I've called one fundamental example of this structure reverse syndication -- and Politico has started implementing it. Look at it this way: In the old days -- in the AP's ways -- Politico would have syndicated its story to other papers, which would have sold ads to earn the money to pay Politico. Now, of course, Politico's story is just a link and a click away. So now another paper -- say, the Chicago Tribune - can just link to Politico's story. That rewards Politico for creating the story. But what about also rewarding the Tribune for adding value through the link, sending audience to Politico? It would be in Politico's interest to pay the Tribune a share of its ad revenue for the article to encourage it to send more traffic and add more value. That is the missing piece.
Now imagine this Politico story sits out there on the Internet with an ad on it and it is sharing that revenue with the Tribune proportional to the traffic the Tribune brings. Politico could sell that ad. But if the Tribune could get higher value, then it should sell the ad and share the revenue with Politico. Or a third party -- oh, I dunno, Google -- could sell the ad and share revenue with both. Whatever makes more money -- that's the question we should be asking; that's what's going to save the news business.
At the CUNY New Business Models for News Project, we are modeling the news ecosystem that we believe will emerge when a metro paper fades away. For our next project -- when funded -- I'd like to tackle this content marketplace infrastructure to look at what is needed: systems to track and pay and conventions to label content and draw audience to -- and thus support -- journalism at its source. With or without an AP, we need to improve the means by which original reporting is found and supported.
Another project I'd like to tackle is the New York Times' favorite subject: how to support a Baghdad bureau in this new ecosystem. I don't know that I have the answer or that there is one. Global Post is one try. There may be a need for support from charitable sources (the subject of my Monday Guardian column, which I'll link to later). The AP and large, ambitious news organizations like The Times report from places where others can't afford to go; we need to look at how to continue to do this.
That leaves the AP's other role: translating content among media. Well, there's an entrepreneurial opportunity. On Twitter, Reuters' Chris Ahearn volunteered to step in. And online, there's really no need to do that anymore; it takes all media.
Could the AP remake itself? Doubtful. Its owners won't let it be run as a rational business -- redefining rational for the link economy. It also isn't structured to help its members remake themselves. I told the AP a decade ago, when I was still working for a client, that I wished it would start a national ad network for news sites, to help them succeed. But that's just not the way they think.
I've also speculated with folks with money about buying the AP and remaking it for the digital age, without the handcuffs of its ownership structure. But every time, we come back to the gigantic wind-down costs that would entail, getting rid of parts of the operation that aren't needed anymore. And that's the problem: much of it isn't needed anymore. Just ask the many newspapers that are canceling the service along with their $1-million-a-year bills. (See the Star-Ledger that was produced with a single AP pixel.)
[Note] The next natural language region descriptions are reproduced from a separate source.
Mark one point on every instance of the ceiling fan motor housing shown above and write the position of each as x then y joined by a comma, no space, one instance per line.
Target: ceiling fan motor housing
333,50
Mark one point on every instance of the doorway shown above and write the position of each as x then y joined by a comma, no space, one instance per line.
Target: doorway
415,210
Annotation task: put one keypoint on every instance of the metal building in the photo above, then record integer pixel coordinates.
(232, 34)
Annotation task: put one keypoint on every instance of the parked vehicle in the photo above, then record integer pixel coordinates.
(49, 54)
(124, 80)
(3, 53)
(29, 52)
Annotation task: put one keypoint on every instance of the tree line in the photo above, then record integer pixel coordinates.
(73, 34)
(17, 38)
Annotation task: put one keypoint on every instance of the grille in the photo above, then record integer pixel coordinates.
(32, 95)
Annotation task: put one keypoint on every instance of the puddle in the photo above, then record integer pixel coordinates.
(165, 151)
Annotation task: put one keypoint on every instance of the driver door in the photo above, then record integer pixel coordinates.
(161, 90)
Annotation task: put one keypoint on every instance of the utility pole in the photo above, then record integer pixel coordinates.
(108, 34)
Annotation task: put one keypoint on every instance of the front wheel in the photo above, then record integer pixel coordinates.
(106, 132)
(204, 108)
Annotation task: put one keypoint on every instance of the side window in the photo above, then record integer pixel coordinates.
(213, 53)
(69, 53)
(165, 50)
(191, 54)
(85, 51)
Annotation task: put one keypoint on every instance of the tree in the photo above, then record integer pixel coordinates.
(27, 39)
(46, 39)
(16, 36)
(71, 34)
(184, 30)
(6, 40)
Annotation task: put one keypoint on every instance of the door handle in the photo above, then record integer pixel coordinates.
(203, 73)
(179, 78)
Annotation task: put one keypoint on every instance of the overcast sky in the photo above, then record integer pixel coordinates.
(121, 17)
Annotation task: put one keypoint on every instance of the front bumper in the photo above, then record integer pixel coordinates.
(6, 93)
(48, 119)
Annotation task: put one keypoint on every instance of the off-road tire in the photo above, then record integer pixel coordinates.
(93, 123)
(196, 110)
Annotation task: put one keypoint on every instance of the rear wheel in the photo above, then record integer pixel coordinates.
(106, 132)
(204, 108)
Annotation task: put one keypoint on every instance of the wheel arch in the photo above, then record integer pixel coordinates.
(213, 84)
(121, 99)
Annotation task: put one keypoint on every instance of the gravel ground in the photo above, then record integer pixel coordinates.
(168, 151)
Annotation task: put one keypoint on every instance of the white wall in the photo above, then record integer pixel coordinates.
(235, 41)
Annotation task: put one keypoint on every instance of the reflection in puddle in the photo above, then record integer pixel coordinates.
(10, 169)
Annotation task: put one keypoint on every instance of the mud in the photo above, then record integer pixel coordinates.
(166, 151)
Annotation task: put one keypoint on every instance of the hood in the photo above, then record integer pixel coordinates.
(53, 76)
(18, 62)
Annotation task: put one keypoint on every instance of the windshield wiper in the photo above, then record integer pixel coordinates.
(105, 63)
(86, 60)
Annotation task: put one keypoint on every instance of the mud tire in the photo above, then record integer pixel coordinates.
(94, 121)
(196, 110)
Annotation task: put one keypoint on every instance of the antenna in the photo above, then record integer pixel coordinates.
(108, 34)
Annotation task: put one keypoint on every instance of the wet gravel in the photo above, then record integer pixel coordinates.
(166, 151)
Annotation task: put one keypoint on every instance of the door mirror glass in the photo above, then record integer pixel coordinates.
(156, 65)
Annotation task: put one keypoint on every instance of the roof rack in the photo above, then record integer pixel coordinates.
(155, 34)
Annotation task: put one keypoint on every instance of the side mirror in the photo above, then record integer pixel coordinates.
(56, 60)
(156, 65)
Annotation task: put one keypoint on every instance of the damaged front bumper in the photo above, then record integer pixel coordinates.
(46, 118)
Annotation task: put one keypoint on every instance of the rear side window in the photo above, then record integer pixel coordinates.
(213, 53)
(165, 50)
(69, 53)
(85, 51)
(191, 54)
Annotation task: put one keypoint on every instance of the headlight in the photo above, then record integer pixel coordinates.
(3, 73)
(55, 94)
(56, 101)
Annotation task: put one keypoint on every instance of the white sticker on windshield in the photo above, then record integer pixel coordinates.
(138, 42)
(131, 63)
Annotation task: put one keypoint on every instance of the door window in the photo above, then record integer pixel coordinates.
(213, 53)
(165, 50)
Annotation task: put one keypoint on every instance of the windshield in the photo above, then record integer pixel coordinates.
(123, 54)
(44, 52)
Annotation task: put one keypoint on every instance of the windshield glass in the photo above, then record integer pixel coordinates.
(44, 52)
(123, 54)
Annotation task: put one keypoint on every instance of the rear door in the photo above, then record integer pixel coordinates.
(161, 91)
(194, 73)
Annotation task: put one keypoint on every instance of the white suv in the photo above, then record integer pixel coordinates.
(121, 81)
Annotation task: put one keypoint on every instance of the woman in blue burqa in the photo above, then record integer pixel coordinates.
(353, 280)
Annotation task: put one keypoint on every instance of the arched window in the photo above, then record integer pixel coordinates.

So I think there are entrepreneurial opportunities to replace the AP and bring far greater benefit to content creators online -- all content creators, not just the old news oligopoly. It's time to break out the hammers.
(Disclosures: I am a partner at Daylife, a news aggregator. I was an adviser to Publish2, which also traffics in links. I was on the board of Moreover, which aggregates and creates feeds of headlines and links. I did all that because I see the potential of the link economy, by the way. I also wrote a book about Google -- have I told you about that? -- and have discussed many of these ideas with people there.)